Do you dislike those shows too Underock1?  I don't watch them myself.  I always imagine how lousy I'd feel if I was the victim of a prank or set up for some sort of humiliation....and I just can't watch it happen to other people.  I think that's the same philosophy that colours my gravitation towards the people I view as 'victims' in all kinds of situations.  The yardstick is:  how would I feel in exactly their situation?  Easy to decide then.

Hey folks, I just want to take a minute to apologize if I'm coming across as overbearing on these kinds of subjects.  I'll try to be a little more easy going (although I can't promise , but I will try). I guess I do get a little 'het up' at times.  But all for a good cause!  World Peace!  What can be better than that?


----------



## WhatInThe (Aug 15, 2015)

Debby said:


> But have any of your presidents actually made an official apology to any of the countries that America has invaded?  Movies or documentaries don't count as they are by individual citizens and they don't move future public decisions as governments and lobbyists and the corporate sponsors of war do.  Big difference.
> 
> On an individual basis and social basis, humans will always look to the 'big guy/head guy/rich guy' for HELP in times of trouble.  What the world doesn't want is that same big guy taking over and dictating how their society,economy will run.  The continual justification of invasions and abuses will never result in world peace and isn't that what we all want?
> 
> ...



What's in or not in the texts in Japan is part of the Japanese culture which is greatly influenced by their government. No one is saying Japan should continuously apologize especially if they were not even born or involved during those periods of conflict. Acknowledging history is different than apologizing for it. The US has acknowledged plenty if not apologized. Acknowledgement is just as critical because it becomes part of  history to study from. The lack of World War II history being taught in Japan is more troubling at this point than apologizing for it. An imperialist/colonialist or expansionist warrior culture ruled Japan through World War II. By acknowledging history those facts can be taken into consideration on future decisions. They should know expansionist policies really won't end well. 

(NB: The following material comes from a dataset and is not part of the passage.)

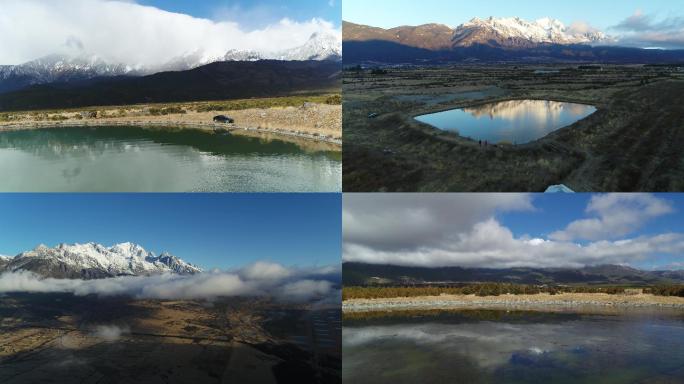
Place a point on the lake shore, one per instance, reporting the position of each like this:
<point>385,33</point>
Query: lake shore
<point>542,301</point>
<point>311,122</point>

Japan being able to fight outside it's country isn't the issue. Perhaps if World War II was more emphasized perhaps their leaders wouldn't have been so quick to allow it although I still think there is great reservation.

My bad, I did put ancestors instead of descendants(will correct) but put in context in that time the events/bomb decision basically plays out the same. It's an after thought to analyze events and decisions with a lot of information the actual participants did not have much like the way sport commentators say how the player should've done this or that. The problems with history class in Japan is that the descendants don't have the information for future decisions & comparisons. They're like a sports commentator trying to analyze a play that they never saw.

Analyzing history can turn into analyzing the paradoxes of time travel with all the what ifs, what abouts, could'ves, should'ves etc and turns into a loop or cycle of the same old stuff.


----------



## BobF (Aug 15, 2015)

I am glad that the natives of US and Canada both came into the conversation.    I have studied both situations a bit, not completely, so I can not stand in a fight.   But I do consider both groups to have been poorly treated for so many years.   And are now getting to have much more in rights and powers as they should have.

In the US they have had some real advantages allowed to them.   They have the ability to create their own nations such as Navajo, the largest.   There are others smaller and capable of running businesses and doing well, Utes being among them.   In the US they do have the ability to live on reservations or in towns and cities of their choice.   We have had many natives that were able to represent the US in our US Congress.   No problems with that happening that I remember.

In Canada I have seen natives sitting in their governments, at least Province governments, not sure about the national government, but the natives are quite able to do so.


----------



## Debby (Aug 16, 2015)

Yes, we've had about 50 FN people in all levels of government but that doesn't alter the fact that FN people have gotten the short end of the stick most of the time.  Heck, we only quit taking away their kids and sticking them in white run Residential Schools in the 90's.  And like I said, we don't even give their kids the same chance educationally speaking, that the provincial schools give every other kid.  Although I do think that more and more Canadians are waking up to the unfairness of that and aren't so happy to see it continue.

If Japan isn't teaching their children about the facts of their own behaviour in the lead up to the war in the Pacific, then you're right WIT, that should change if there is a desire for a peaceful world.  But are you sure that American kids are getting the facts on all of America's conflicts?  I'd be willing to bet Canadian kids aren't getting the facts on any of our bad acts.  The general public didn't hear about Canada's involvement in Haiti when Aristede was kidnapped and exiled, why would it be taught to our kids that we did what we did.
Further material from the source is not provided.